紫のストレート葺きの屋根、宗教の様な異称が入った半円形の破風。
暮れかかった夕日で、その洋館は何処か神秘的な雰囲気を感じさせた。
しかし、それと同時に、穏やかではない銃声も、風に靡く木々の音をかき消すように耳に入って来た。
既に、織田作さんの復讐は始まって居る。
こうなると、銃も何も持たない私は最早何の役にも立たない。
でも、私の時間を遡る異能は、移動した場所で時間をそのまま遡れる。
血の味がする喉で深呼吸をし、乱れた息を整える。
そしてデジタル時計を胸に当て、もう一度深呼吸をした。
数分じゃない。十分でも、三十分でもない。
もっと、もっと、もっと、もっと、もっと――――――
もっと、前へ。
――――――――――チ"ィンッ
いつもより、鈍いような音がした。
瞳を開ければ、洋館の扉へと歩みを進める織田作さんの背中があった。
足を織田作さんに向かって、一歩踏み出す。
しかし、そこでぐらり、視界が大きく揺れた。
がしゃっと音をたてて、手元からデジタル時計が落ちる。
がくがくと足は痙攣し、ふらつく足でその場に倒れないようにするのが精一杯だ。
前に、進めない。
それに頭が痛い。
頭蓋骨をかち割られて、そのまま脳みそを直接殴られているような痛さ。
でも―――――ここで倒れる訳にはいかないんだよ。
震える声で、視界が揺れ視点が定まらない中で名前を呼んだ。
『……おだ、さくっ…!!』
貴方を失う訳には、いかないから。
*
洋食屋を出て、西に向かって俺は歩いた。
ミミック兵に洋食屋で親爺を殺され、そして誘拐された子供たちは皆バスの中で爆死させられた。何処か現実味のないその事実は、親爺の場合はその瞳を伏せた時、子供たちはバスの中を確認した時に俺の心の準備など儘らない内に叩きつけられた。

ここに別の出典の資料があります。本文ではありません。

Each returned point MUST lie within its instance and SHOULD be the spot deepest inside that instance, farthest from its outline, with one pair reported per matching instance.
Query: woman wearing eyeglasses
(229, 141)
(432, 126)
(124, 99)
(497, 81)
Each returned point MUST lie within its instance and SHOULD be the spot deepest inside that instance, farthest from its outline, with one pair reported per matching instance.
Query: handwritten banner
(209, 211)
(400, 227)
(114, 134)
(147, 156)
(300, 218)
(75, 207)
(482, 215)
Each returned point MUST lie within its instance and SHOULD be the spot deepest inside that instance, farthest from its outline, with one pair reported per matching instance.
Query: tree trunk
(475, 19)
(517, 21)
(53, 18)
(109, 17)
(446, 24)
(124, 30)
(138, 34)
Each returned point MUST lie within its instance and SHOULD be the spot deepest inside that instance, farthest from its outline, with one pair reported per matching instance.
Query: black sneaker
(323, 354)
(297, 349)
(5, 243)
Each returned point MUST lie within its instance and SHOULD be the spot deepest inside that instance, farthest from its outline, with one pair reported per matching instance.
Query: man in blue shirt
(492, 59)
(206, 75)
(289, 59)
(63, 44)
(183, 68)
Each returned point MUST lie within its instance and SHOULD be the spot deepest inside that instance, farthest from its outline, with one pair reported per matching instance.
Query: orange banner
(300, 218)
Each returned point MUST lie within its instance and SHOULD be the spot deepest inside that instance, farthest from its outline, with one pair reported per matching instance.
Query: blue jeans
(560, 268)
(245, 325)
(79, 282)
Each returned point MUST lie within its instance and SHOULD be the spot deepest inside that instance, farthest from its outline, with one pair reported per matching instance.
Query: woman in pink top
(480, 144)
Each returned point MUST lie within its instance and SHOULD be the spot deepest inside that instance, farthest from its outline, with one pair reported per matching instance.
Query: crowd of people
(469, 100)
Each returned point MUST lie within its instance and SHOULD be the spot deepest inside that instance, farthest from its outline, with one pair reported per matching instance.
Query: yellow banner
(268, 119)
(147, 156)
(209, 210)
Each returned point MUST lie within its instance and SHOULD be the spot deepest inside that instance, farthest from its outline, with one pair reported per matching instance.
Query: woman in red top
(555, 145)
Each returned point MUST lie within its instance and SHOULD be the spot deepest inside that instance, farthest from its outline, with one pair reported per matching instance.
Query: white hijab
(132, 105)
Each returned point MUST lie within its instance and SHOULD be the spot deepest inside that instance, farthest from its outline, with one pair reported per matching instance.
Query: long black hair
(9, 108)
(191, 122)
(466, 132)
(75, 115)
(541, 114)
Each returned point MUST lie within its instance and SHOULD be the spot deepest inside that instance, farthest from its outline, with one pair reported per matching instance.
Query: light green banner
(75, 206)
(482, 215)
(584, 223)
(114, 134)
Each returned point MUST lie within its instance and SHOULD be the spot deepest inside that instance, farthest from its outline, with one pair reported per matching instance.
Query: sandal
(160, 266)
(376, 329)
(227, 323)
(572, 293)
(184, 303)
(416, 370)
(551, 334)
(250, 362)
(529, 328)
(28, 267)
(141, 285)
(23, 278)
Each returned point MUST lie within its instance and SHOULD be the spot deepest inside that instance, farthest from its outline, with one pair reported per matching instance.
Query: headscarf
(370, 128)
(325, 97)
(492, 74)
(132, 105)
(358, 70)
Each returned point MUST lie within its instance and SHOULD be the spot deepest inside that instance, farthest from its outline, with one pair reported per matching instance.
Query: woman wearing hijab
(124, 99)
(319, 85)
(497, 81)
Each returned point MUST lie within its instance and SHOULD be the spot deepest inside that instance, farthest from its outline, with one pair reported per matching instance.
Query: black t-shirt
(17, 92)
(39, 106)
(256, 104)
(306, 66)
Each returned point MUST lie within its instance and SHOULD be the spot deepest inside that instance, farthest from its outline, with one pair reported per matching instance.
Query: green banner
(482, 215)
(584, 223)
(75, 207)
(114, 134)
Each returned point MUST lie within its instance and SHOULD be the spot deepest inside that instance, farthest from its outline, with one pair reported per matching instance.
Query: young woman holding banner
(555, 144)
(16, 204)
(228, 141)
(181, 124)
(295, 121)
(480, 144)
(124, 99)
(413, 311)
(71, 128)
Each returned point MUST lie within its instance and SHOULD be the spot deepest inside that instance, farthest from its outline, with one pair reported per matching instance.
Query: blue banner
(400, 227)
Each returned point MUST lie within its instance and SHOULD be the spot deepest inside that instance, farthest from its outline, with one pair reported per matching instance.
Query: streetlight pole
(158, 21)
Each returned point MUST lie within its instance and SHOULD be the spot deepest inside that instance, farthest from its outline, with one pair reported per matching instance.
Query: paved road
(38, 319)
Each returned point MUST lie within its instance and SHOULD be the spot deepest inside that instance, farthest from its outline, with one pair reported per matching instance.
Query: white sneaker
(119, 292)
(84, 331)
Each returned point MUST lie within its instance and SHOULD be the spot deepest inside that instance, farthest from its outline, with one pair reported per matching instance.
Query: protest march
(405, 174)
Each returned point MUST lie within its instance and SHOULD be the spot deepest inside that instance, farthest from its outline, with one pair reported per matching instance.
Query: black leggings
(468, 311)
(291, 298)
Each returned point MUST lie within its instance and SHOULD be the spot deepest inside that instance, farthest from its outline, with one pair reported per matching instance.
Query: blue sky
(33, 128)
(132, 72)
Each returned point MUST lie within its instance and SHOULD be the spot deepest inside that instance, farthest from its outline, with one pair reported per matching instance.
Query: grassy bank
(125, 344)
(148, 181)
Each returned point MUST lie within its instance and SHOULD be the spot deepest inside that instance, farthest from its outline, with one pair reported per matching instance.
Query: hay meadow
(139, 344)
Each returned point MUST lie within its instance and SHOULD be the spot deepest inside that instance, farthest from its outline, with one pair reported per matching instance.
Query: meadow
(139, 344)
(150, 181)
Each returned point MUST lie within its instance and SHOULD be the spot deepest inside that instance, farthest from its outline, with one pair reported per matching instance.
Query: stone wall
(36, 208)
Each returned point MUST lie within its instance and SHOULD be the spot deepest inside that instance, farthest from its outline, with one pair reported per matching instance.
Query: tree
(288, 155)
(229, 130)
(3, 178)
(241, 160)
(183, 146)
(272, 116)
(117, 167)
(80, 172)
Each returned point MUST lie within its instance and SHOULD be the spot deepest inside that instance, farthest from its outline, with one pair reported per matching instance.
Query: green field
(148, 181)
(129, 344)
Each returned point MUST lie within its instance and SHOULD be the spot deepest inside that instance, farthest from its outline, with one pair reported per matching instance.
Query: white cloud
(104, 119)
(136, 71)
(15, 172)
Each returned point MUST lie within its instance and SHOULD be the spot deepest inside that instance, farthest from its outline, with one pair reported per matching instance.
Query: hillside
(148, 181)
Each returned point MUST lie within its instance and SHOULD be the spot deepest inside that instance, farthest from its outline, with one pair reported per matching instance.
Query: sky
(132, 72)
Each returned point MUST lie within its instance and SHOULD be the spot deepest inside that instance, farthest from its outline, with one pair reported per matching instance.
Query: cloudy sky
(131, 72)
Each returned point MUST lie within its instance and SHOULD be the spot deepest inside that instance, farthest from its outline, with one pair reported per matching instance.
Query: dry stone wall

自分の中できりきりと魂が引き絞られるような感覚があった。
魂が不可逆的に変形させられていく音だ。
親爺が死んでいた洋食屋のカウンターには軍用ナイフで地図が突き刺されていた。
ここから少し離れた山岳地帯が書かれた地図には赤い×印と、たった一言、“幽霊の墓所”と走り書きされていた。
ミミックから―――ジイドからの俺への招待状だ。
これからの戦闘に備え、出来うる限りの準備をしたが、包帯と鎮痛剤は持たなかった。
おそらく必要ないだろう。もう俺の中では凡て、終わってしまったのだから。
最後に太宰が俺を止めに来た。太宰は最後に俺に向かって叫んだが、俺は振り返らなかった。
歩く途中不思議な青年に会った。死を予言されたが、俺はそのことを知った上で、今この足を動かしている。だから、迷いは無かった。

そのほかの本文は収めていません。